Consuming the Twitter Streaming API

eventedio eventmachine twitter

Fri Mar 19 11:01:54 -0700 2010

If you’ve been using polling to track Twitter search terms (totally random example), you may have wondered if there is a more efficient and reliable method. The Twitter streaming API is a potential solution.

Try out the sample stream with curl:

$ curl http://stream.twitter.com/1/statuses/sample.json -uYOUR_TWITTER_USERNAME:YOUR_PASSWORD

Track a term in realtime, like “ruby”:

$ curl http://stream.twitter.com/1/statuses/filter.json?track=ruby -uYOUR_TWITTER_USERNAME:YOUR_PASSWORD

How do you integrate this into a Ruby app? Standard HTTP clients such as RestClient and HTTParty aren’t appropriate, since they’re designed for atomic HTTP requests, not streaming. With this API, you want to keep the socket open indefinitely, decoding JSON one line at a time.
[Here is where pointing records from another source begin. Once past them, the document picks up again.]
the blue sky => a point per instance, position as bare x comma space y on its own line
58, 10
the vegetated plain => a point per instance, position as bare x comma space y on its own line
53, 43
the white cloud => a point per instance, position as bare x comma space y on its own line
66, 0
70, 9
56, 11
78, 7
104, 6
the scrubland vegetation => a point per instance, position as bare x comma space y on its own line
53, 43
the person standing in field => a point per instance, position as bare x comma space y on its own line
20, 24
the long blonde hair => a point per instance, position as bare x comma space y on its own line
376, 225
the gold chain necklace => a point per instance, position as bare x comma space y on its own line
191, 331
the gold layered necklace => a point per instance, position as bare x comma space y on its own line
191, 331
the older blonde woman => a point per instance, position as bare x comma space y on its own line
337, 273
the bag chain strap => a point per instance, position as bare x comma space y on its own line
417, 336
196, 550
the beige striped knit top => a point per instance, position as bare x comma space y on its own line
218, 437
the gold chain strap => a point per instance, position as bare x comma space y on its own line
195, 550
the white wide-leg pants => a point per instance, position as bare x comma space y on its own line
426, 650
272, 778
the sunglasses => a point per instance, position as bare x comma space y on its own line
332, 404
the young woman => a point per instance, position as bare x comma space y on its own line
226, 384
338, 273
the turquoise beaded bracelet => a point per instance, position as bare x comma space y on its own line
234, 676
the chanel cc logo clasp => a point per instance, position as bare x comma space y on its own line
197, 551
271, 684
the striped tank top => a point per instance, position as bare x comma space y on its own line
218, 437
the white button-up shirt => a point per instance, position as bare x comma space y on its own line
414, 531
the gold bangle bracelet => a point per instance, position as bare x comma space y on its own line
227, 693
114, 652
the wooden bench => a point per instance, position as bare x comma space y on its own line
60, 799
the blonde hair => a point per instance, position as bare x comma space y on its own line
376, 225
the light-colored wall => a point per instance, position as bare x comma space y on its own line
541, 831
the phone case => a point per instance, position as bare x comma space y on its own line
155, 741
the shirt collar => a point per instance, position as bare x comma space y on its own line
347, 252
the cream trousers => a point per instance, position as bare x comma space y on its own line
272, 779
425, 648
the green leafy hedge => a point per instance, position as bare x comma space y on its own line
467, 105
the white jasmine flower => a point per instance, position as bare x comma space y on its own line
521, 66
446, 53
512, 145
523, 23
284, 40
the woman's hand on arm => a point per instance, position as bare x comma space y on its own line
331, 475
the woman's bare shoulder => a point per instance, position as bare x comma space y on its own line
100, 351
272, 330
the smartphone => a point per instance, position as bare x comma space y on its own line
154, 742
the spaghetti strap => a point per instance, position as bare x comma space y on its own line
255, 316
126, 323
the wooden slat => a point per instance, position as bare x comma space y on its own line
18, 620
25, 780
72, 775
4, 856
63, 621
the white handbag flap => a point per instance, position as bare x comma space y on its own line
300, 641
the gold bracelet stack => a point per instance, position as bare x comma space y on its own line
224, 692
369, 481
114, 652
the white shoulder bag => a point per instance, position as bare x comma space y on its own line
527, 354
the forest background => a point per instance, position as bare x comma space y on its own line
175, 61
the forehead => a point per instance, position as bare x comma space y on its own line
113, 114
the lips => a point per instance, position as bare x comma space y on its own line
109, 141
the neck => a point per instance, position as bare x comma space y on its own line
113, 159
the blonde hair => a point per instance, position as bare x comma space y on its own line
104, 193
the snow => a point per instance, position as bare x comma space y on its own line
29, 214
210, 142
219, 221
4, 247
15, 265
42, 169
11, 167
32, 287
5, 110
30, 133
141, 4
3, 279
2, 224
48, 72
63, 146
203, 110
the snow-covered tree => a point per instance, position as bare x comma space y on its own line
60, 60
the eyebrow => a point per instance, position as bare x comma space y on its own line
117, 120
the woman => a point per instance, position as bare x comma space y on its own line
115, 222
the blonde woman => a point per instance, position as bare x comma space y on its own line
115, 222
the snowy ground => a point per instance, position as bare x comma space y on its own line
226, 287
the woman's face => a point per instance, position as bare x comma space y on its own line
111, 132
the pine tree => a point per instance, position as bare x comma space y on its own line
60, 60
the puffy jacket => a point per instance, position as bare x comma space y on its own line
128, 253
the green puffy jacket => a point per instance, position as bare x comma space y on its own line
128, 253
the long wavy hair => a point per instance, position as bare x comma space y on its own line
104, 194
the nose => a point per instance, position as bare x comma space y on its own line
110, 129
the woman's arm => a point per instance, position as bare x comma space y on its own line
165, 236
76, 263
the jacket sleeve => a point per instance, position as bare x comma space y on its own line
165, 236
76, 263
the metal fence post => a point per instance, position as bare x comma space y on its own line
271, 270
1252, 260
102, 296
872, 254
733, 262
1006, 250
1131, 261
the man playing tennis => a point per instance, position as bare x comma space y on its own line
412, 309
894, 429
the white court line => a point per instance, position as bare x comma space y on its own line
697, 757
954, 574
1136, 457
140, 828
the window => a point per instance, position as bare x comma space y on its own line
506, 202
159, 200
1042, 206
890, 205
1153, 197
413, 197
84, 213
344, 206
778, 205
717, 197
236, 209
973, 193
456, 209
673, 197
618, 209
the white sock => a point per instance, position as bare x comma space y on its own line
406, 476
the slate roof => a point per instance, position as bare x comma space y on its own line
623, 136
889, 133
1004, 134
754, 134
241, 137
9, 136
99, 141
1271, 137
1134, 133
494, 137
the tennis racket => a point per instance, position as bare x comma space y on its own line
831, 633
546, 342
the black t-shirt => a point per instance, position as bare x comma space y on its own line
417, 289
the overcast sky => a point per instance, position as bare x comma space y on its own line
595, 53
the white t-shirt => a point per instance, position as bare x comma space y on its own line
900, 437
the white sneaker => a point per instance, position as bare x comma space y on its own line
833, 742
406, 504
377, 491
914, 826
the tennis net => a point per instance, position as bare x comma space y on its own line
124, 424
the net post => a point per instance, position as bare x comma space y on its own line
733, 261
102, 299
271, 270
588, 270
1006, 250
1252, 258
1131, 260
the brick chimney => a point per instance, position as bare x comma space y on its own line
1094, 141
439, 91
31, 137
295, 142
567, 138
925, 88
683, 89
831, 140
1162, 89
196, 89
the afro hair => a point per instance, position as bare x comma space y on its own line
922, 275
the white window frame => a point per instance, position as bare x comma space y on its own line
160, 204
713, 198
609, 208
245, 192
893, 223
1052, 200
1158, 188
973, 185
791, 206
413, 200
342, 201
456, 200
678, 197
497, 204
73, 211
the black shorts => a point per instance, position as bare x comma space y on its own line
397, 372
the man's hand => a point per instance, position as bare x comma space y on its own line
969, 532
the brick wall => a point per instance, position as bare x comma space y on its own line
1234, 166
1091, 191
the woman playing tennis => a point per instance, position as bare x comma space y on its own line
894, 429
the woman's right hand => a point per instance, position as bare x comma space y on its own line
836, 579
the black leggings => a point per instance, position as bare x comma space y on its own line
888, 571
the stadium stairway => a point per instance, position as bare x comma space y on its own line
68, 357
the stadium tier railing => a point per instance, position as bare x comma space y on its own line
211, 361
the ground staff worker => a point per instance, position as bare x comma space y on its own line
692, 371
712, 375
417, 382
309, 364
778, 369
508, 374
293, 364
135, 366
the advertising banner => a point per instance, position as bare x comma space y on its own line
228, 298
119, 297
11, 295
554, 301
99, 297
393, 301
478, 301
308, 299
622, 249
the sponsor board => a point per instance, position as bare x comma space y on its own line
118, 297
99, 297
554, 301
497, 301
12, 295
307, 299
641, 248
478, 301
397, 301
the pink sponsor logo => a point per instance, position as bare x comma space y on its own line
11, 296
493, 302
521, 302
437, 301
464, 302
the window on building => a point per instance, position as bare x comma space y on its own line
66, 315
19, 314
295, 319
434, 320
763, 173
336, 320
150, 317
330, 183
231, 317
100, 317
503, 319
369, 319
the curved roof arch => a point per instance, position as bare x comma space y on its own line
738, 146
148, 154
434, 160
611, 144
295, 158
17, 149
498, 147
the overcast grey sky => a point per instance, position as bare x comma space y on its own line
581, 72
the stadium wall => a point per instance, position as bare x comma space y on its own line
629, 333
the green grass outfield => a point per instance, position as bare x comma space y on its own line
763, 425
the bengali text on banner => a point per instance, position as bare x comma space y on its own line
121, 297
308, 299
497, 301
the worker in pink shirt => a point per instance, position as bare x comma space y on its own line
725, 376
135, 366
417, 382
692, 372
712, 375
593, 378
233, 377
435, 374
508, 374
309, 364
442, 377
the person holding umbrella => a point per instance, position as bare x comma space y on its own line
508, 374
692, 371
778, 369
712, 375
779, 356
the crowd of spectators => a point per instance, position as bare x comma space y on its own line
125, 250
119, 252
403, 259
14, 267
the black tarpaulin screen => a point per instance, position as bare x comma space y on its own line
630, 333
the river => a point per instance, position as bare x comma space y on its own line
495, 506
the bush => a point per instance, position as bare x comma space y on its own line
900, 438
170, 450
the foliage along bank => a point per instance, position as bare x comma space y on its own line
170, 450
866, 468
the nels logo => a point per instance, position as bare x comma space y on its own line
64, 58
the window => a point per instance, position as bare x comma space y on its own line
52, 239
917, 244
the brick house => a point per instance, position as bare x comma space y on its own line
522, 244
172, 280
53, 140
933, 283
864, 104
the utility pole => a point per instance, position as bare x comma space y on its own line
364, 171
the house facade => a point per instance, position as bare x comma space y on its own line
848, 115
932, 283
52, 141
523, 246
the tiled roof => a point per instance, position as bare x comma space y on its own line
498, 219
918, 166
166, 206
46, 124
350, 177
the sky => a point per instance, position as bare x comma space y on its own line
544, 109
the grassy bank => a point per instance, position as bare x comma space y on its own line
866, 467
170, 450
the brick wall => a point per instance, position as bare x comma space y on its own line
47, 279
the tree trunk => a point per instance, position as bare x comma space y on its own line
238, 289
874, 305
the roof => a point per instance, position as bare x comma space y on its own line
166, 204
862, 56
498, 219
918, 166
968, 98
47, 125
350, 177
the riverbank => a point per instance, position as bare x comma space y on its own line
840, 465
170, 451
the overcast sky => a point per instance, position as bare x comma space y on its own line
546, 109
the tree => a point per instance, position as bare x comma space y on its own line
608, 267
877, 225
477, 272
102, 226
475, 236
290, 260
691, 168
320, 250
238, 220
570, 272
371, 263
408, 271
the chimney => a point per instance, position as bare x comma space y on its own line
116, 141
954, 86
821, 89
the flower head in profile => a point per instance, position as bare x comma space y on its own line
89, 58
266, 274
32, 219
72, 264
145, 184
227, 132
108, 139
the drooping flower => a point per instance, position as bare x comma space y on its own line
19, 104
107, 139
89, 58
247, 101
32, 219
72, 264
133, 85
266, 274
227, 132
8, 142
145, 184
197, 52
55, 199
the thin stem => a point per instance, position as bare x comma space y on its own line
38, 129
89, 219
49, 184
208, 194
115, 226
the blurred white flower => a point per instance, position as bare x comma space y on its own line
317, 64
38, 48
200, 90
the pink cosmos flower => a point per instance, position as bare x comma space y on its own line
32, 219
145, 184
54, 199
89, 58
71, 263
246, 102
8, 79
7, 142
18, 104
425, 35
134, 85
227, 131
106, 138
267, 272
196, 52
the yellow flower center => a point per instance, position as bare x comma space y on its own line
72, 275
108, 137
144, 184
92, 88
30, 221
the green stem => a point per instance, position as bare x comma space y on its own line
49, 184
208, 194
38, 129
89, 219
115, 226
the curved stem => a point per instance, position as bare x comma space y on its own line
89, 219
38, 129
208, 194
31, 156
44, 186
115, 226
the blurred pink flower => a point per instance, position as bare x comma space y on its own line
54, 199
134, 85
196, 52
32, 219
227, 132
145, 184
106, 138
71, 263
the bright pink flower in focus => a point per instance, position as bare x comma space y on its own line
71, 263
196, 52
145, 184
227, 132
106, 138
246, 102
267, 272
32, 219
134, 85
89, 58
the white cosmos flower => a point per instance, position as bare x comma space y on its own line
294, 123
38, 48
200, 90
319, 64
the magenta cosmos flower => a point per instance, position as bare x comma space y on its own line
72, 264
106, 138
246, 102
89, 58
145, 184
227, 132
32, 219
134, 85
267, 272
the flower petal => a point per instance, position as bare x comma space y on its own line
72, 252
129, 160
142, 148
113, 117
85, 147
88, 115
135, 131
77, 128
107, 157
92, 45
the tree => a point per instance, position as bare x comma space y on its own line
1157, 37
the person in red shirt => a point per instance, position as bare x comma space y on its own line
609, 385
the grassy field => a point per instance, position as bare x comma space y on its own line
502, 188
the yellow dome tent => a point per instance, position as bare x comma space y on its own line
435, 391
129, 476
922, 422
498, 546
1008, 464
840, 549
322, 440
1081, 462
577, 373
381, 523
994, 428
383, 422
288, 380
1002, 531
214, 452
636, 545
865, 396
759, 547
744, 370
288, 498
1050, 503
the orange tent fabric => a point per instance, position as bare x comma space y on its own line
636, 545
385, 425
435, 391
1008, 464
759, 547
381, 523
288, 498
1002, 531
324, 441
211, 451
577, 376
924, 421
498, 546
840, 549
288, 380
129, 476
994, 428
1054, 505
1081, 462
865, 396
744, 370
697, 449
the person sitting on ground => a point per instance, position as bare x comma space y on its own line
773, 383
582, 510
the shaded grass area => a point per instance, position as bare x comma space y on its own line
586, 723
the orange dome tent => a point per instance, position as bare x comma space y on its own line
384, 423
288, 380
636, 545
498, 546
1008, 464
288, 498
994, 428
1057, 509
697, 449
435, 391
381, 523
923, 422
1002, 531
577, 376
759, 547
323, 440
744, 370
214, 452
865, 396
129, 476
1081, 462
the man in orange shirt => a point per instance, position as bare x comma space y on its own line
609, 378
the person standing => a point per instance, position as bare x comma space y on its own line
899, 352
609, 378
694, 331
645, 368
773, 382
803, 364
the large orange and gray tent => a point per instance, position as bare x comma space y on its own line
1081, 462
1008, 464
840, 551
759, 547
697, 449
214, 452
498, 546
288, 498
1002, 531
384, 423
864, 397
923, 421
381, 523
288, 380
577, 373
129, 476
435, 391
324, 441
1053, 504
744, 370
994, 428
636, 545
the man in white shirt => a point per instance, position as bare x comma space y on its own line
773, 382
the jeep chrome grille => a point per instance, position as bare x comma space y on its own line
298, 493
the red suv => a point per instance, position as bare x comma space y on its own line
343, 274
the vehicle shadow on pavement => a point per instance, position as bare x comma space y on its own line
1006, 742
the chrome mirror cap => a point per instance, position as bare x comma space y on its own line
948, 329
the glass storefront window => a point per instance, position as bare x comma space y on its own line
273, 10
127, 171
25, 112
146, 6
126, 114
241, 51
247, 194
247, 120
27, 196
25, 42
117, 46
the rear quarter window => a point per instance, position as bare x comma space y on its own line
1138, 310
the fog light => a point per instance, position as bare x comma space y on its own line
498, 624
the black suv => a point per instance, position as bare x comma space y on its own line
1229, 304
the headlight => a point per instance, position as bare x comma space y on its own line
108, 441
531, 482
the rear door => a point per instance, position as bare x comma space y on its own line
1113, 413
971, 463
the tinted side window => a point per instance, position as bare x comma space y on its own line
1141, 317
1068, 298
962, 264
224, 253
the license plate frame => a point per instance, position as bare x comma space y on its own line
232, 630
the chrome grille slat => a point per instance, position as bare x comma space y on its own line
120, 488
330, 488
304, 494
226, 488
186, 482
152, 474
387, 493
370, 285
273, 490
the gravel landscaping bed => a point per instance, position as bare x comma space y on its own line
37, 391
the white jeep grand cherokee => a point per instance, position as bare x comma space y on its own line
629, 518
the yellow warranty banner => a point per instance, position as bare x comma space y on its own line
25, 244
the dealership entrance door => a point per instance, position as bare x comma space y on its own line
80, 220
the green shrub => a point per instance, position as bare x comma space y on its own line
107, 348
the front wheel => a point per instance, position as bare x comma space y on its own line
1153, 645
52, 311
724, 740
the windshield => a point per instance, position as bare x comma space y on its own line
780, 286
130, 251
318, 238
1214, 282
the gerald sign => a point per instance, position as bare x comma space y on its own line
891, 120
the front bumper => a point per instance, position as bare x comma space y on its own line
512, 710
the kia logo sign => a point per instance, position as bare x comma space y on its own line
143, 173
Async I/O is the right tool for this job. Here’s an example script using Ilya Grigorik’s evented HTTP client. Install the em-http-request gem, then:

require 'eventmachine'
require 'em-http'
require 'json'

usage = "#{$0} <user> <password>"
abort usage unless user = ARGV.shift
abort usage unless password = ARGV.shift

url = 'http://stream.twitter.com/1/statuses/sample.json'

def handle_tweet(tweet)
  return unless tweet['text']
  puts "#{tweet['user']['screen_name']}: #{tweet['text']}"
end

EventMachine.run do
  http = EventMachine::HttpRequest.new(url).get :head => { 'Authorization' => [ user, password ] }

  buffer = ""

  http.stream do |chunk|
    buffer += chunk
    while line = buffer.slice!(/.+\r?\n/)
      handle_tweet JSON.parse(line)
    end
  end
end

Run this at the command line with your Twitter username and password as arguments, and it will start printing out results. In a real app, you’d replace the body of handle_tweet with code to do something like inserting the result into your database.

Note that, even in a production app, you should never run more than one of these processes. It’s a background worker of sorts; you can think of the open socket as a queue that’s delivering jobs. But since this queue can’t split the work among multiple workers, you’re limited to just one.